I would like to come back as, I don’t know which one, but it would be cool to come back as a monument that gets visited by people from all over the world because you get to watch all sorts of people for the rest of eternity and people are always coming to see you. They are always happy to see you, and everyone’s appreciative of you and all you have to do is just stand there and chill.

TS: What do you regard as the lowest depths of misery?

Probably being alone and not having an option to not be alone.

TS: What is your favorite occupation?

I should say teacher, but I am a teacher during the school year and a fishing guide during the summer.

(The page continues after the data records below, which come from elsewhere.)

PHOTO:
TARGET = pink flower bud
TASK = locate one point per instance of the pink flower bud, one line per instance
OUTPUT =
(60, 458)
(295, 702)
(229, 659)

TS: What is your greatest regret?

My very first car was a Volkswagen bus, and it was a really cool car. I was in college for acting school in Seattle at the time, and I had to change the oil myself, but I stripped out the oil filter when I was putting it in and I got a leak. I didn’t know it and the engine seized up and it was going to cost a bunch of money to fix, but this guy offered me not enough money for it, but if I had just kept it broken, that would have been such a cool car to have right now. That’s the only thing that I regret that I’ve done. I think it’s easier to regret things you don’t do.

I want to die in front of my worst-behaved class so I can say, ‘You did this to me,’ and fall over.

TS: How would you like to die?

I want to die in front of my worst-behaved class so I can say, “You did this to me,” and fall over. But also, I won’t care, I’ll be dead. Also, I don’t worry too much about that. Like, I am not afraid of much, and I don’t worry about it because it’s all going to happen. You don’t have much control over it, so you might as well enjoy yourself at the moment because you never know when you won’t get another moment.

TS: What is your motto?

“Be nice, do well,” because that’s the nicer way of saying my motto without swearing.

TS: On what occasion do you lie?

I can’t remember the last time I lied. I don’t like to lie because it’s too much work, and I don’t like the way it feels. I’m probably too honest; that would be a fault of mine, and I probably should lie more since I am so honest.